Out of curiosity, do you use a SAT or SMT solver for implication proving?

mgartner commented 8 months ago

I've adjusted the title of this issue to be focused on a warning or guard against misuse with ON CONFLICT and partial indexes so that all the context in this thread remains. I've created a new issue to track the bug that allows invalid references in WHERE expressions: #119389.


Out of curiosity, do you use a SAT or SMT solver for implication proving?

No, we do something simpler. You can find more details here.

I have little knowledge of SAT and SMT solvers, but I believe that they are more robust than our implication proving and have greater time/space complexity. We can tolerate the occasional false negative—in the worst case this results in a suboptimal query plan, not incorrect results.
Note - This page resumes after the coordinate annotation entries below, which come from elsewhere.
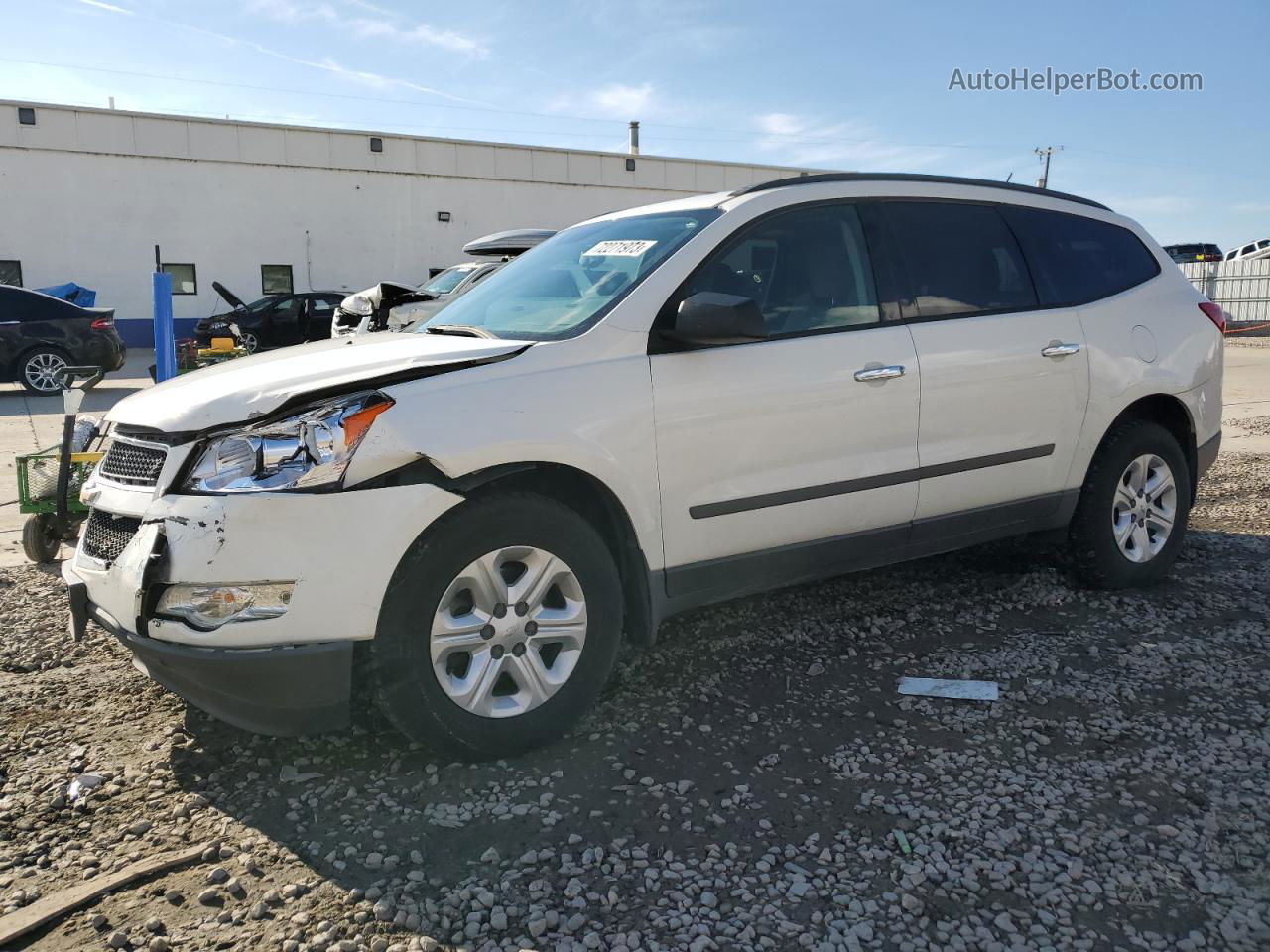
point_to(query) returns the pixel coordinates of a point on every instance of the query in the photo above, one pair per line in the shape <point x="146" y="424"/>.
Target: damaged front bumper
<point x="286" y="674"/>
<point x="282" y="690"/>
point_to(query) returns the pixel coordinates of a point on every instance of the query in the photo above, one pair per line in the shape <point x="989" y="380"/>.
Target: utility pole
<point x="1043" y="181"/>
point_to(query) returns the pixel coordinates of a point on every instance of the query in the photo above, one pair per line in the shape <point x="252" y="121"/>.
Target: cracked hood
<point x="252" y="386"/>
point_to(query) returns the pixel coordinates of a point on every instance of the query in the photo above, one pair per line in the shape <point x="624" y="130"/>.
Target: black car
<point x="40" y="335"/>
<point x="276" y="320"/>
<point x="1194" y="253"/>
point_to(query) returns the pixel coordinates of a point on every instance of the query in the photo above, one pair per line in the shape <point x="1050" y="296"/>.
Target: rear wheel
<point x="499" y="629"/>
<point x="41" y="371"/>
<point x="40" y="539"/>
<point x="1133" y="509"/>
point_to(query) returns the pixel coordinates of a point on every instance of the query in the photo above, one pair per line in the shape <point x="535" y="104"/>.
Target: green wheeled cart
<point x="50" y="481"/>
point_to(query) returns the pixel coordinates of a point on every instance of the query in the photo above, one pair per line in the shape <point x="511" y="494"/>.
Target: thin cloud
<point x="420" y="35"/>
<point x="801" y="140"/>
<point x="622" y="100"/>
<point x="382" y="26"/>
<point x="366" y="77"/>
<point x="103" y="5"/>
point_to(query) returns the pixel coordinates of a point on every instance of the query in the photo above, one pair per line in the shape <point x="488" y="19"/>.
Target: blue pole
<point x="166" y="338"/>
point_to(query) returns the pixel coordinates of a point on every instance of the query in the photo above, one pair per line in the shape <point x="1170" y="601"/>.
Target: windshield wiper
<point x="460" y="330"/>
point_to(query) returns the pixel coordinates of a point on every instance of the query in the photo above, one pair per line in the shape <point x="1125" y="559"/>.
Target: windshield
<point x="257" y="306"/>
<point x="448" y="280"/>
<point x="566" y="285"/>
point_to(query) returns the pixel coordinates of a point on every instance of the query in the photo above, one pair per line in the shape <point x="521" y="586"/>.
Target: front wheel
<point x="1133" y="509"/>
<point x="499" y="627"/>
<point x="42" y="371"/>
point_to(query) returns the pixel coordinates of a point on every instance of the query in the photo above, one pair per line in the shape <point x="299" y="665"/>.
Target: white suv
<point x="653" y="411"/>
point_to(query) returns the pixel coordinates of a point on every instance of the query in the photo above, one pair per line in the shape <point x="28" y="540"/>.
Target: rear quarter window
<point x="1075" y="259"/>
<point x="24" y="306"/>
<point x="959" y="259"/>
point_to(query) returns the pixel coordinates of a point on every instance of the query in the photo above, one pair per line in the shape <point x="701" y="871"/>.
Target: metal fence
<point x="1242" y="289"/>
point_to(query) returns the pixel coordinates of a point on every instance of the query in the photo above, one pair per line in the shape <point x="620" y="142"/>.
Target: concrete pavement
<point x="31" y="422"/>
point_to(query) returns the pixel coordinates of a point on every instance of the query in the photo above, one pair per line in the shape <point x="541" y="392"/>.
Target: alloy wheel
<point x="508" y="633"/>
<point x="44" y="372"/>
<point x="1144" y="508"/>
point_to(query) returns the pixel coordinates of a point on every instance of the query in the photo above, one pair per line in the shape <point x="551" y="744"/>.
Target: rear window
<point x="1075" y="259"/>
<point x="18" y="304"/>
<point x="960" y="259"/>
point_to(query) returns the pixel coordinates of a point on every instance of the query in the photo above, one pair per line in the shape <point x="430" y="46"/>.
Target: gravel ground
<point x="754" y="782"/>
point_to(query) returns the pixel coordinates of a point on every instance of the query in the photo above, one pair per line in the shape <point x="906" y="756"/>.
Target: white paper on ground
<point x="940" y="687"/>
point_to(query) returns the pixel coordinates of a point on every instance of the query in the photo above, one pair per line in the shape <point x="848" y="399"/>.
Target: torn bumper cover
<point x="284" y="690"/>
<point x="287" y="674"/>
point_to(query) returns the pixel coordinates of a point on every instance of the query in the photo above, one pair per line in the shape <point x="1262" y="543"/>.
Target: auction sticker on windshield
<point x="619" y="249"/>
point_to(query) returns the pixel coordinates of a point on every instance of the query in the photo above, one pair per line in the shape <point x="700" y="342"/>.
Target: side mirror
<point x="357" y="304"/>
<point x="710" y="317"/>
Speed is critical because we must prove implication N = num_partial_indexes_in_referenced_tables * num_query_plan_transformations_that_could_use_a_partial_index times during optimization-time of a query.

sunshowers commented 8 months ago

Thanks for the reference! That was an interesting read.

While SAT is theoretically NP-complete, and many of the theories of SMT solvers are undecidable -- for typical queries, they've been heavily optimized and tend to be reasonably fast. They also have a notion of "resource limits" (abstract instruction limits), so you can timeout (and produce a negative) if a query takes too long.

This is based on the SMT solver I've used the most, Z3. On my machine (Ryzen 7950x, Linux 6.6.10), this simple script using Z3Py:

#!/usr/bin/env python

from z3 import *
import time

start = time.monotonic()

x = Int('x')
y = Int('y')

s = Solver()
s.add(Not(Implies(And(x > 5, y > 2), x > 10)))
r = s.check()
print(r)

print(s.statistics())

end = time.monotonic()
print("Time:", end - start)

shows:

% ./foo.py   
sat
(:elim-unconstrained  2
 :max-memory          29.21
 :memory              20.51
 :num-allocs          1057327
 :rlimit-count        313
 :sat-decisions       4
 :sat-mk-clause-2ary  2
 :sat-mk-var          4
 :solve-eqs-elim-vars 1
 :solve-eqs-steps     1
 :time                0.01)
Time: 0.016529261134564877

So that took around 16ms to execute (and some of that would just be Python overhead).


Anyway, this is out of scope for the immediate issue, just thought it might be interesting. And thanks again for being open to suggestions here, it's really appreciated.